Reinforcement Learning
2025-07-27
Preface
These notes accompany the summer 2025 self-learning for Reinforcement Learning. Reference resources include:
- Harvard CS1840’s textbook an Introduction to Reinforcement Learning by Alexander Cai.
- Stanford CS234 lecture notes and lectures by professor Emma Brunskill.
Chapter highlights
- Markov Decision Processes explores closed-form solutions to finite and infinite-horizon MDPs with known dynamics and rewards.
- Recursive and optimality operators; contraction properties.
- Control problem can be reduced to iterate (policy evaluation + greedy action), i.e. policy iteration.
- Sample-based MDP solutions explores MDP solutions with unknown dynamics, known rewards.
- Estimate procedures:
- Monte-Carlo: high-variance no bias, no Markov assumptions, converges to MSE-optimal estimates.
- Temporal difference: low variance high bias, need Markov conditions; converges to DP solution on empirical distribution
- Monte-Carlo policy iteration: MC + PI, online on-policy.
- SARSA: TD policy iteration, online on-policy
- Q-learning: action-value iteration; can use TD (canonical) or MC to approximate action-value function, then act greedily.
- Estimate procedures:
- Policy Methods explores an orthogonal approach by directly optimizing policies. Foundational policy gradient theorem 3.1 is improved in two ways:
- Inverse RL explores MDP solutions with unknown rewards, replacing them with estimates from expert demonstration; orthogonal to dynamics estimation methods.
- Main problem: identifiably problem of deducing rewards from expert policies; a partial answer is the reward shaping theorem 4.1.
- Foundational result is max-entropy IRL which has clean closed-form optimization.
- RL for LLMs: eliciting rewards from preferences; direct preference optimization.
- Exploration and bandits: regret framework for analyzing decision optimality. Single-state memoryless MDP serves as the foundational block for MDP exploration methods.
Salient themes:
- Methodological approach: exact solutions in strong models (finite MDPs with known dynamics). RL consists of a diverse toolkit for tackling relaxed assumptions.
- Large state-action space: use deep model function approximation.
- Unknown dynamics: use sampling; interpolate between temporal-difference and monte-carlo.
- Unknown rewards: reward modeling (e.g. using max-entropy).
- Exploration: entropy bonus, bandit-inspired optimism.
- Two foundational cornerstones in RL: (action-)value function and policy. The first is contingent upon DP reductions based on Markov assumptions, giving models more “bite” when assumptions hold.
- Accurate action-value function implies good policy: Q-learning.

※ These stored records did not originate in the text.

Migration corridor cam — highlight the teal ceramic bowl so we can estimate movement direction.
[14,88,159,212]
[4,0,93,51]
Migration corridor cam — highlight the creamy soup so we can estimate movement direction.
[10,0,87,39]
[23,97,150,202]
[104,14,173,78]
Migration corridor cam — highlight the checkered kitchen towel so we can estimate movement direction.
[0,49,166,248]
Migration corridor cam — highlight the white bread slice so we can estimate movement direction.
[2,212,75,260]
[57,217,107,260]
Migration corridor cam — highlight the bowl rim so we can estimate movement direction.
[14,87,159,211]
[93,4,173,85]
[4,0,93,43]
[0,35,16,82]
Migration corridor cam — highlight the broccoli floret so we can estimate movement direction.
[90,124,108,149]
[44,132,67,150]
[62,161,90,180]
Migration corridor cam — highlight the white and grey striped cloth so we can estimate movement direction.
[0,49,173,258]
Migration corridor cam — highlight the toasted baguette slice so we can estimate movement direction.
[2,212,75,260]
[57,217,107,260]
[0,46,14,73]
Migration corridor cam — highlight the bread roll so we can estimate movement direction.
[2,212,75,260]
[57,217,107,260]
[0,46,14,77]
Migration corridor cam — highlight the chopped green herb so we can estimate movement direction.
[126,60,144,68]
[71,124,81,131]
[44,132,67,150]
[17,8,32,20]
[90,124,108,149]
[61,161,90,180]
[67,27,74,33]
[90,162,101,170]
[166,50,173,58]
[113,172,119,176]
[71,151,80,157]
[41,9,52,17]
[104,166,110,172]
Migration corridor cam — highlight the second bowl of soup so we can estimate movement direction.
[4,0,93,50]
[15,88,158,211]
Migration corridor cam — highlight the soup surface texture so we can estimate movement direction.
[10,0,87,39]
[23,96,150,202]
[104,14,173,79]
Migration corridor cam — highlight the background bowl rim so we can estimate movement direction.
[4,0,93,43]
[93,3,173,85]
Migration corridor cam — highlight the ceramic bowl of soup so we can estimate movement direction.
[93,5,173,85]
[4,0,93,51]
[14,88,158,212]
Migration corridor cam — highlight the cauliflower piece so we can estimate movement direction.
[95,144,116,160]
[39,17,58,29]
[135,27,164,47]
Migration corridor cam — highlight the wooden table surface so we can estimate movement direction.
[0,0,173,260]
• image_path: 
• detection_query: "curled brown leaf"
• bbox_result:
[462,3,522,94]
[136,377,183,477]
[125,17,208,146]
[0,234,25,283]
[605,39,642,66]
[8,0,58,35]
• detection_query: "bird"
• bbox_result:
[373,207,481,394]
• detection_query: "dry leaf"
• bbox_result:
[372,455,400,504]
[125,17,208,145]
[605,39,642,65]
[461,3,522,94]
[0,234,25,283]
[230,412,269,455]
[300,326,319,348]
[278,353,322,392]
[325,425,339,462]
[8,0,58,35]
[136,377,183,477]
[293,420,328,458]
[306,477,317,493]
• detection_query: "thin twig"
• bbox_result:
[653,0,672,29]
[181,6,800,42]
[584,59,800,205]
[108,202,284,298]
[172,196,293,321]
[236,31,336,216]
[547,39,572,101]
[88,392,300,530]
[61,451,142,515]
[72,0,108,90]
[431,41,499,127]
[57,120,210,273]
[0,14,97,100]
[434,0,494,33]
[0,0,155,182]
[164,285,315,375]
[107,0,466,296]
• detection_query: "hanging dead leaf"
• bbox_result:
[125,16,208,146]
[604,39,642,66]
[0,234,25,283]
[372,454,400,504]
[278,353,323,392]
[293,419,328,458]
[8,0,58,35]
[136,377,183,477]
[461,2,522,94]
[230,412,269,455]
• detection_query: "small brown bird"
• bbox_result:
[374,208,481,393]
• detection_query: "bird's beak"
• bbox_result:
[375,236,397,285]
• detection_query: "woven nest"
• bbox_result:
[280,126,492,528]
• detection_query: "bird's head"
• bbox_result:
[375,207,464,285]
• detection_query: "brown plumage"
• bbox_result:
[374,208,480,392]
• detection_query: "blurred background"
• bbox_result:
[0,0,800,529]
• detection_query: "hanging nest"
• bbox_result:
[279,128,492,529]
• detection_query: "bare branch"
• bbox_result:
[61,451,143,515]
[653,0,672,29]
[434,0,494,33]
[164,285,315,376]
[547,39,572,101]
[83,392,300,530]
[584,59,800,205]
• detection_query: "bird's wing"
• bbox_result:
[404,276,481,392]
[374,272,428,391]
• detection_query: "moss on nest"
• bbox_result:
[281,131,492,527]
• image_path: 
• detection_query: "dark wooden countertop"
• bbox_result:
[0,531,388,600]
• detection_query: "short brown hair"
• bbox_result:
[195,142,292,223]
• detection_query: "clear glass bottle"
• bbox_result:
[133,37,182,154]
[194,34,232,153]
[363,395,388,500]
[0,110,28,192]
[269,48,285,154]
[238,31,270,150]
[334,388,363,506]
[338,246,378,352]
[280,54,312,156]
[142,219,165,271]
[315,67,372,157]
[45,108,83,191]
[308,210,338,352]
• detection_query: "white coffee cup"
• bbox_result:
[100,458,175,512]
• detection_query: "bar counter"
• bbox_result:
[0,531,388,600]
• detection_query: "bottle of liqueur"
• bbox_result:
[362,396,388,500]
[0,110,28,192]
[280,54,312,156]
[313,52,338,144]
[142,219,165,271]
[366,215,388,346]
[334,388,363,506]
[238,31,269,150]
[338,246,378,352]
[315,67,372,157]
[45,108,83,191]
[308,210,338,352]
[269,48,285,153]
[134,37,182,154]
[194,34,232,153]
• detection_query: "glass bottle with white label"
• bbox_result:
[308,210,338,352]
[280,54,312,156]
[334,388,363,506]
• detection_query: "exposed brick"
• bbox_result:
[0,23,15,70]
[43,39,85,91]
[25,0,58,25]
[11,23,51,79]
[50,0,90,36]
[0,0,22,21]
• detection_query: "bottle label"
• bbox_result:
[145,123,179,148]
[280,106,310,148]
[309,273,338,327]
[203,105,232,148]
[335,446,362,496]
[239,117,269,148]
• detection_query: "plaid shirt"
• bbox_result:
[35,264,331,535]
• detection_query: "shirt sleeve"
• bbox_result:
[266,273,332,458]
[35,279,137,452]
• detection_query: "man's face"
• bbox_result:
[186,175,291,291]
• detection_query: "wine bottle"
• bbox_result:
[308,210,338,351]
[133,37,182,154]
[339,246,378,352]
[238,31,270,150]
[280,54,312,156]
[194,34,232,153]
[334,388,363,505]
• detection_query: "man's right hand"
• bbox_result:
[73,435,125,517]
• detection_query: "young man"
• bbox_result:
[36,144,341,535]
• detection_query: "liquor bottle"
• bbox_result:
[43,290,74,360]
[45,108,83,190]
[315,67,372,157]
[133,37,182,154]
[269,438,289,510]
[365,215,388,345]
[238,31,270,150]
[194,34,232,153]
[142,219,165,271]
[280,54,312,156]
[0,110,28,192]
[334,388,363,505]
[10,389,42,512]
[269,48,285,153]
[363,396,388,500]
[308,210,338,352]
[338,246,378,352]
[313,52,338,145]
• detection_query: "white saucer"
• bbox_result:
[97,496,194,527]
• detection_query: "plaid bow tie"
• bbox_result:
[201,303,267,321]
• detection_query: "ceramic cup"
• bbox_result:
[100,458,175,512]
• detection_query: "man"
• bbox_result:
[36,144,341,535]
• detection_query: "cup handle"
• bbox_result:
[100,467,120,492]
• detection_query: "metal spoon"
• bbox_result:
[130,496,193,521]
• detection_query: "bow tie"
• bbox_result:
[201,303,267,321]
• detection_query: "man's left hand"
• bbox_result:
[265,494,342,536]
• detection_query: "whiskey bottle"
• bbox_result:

- Policy gradient training can benefit from good value-function estimates.
- Applicable themes in life:
- Policy-gradient theorem: weighing individual actions by rollout rewards is unbiased despite seeming greedy.
- Improve by bootstrapping or baseline.
- Correct for off-policy by importance sampling.
- Be an optimist under uncertainty! Better to be battered by and learn from reality than missing out.
- Policy-gradient theorem: weighing individual actions by rollout rewards is unbiased despite seeming greedy.
Cool theorems
- Markov Decision Processes: contraction properties 1.3, optimality of \(Q^*\)-greedy policies 1.2. Convergence bound of VI and PI.
- Sample-based MDP solutions: NA, just definition.
- Policy methods: PG theorem 3.1, baseline theorem 3.2, relative policy difference theorem 3.7.
- Proof of relative policy performance theorem is a canonical example applying large-deviation theory and \(f\)-divergences.
- Inverse RL: reward shaping theorem 4.1, max-entropy reduction theorem 4.2.
- Proof theme: Boltzmann methods, and interchange between single and nested optimizations.
- RL for LLMs: DPO reduction; variational characterization of KL and using analytic solutions to inner optimizations.
- Bandits and exploration: Lai-Robbins lower bound 5.1 and UCB regret bound 5.3.
- Proof theme: split event into “typical” and “atypical” subevents according to likelihood ratio; typical subevents provide direct bound, and bound atypical subevents using Radon-Nikodym derivative & KL properties.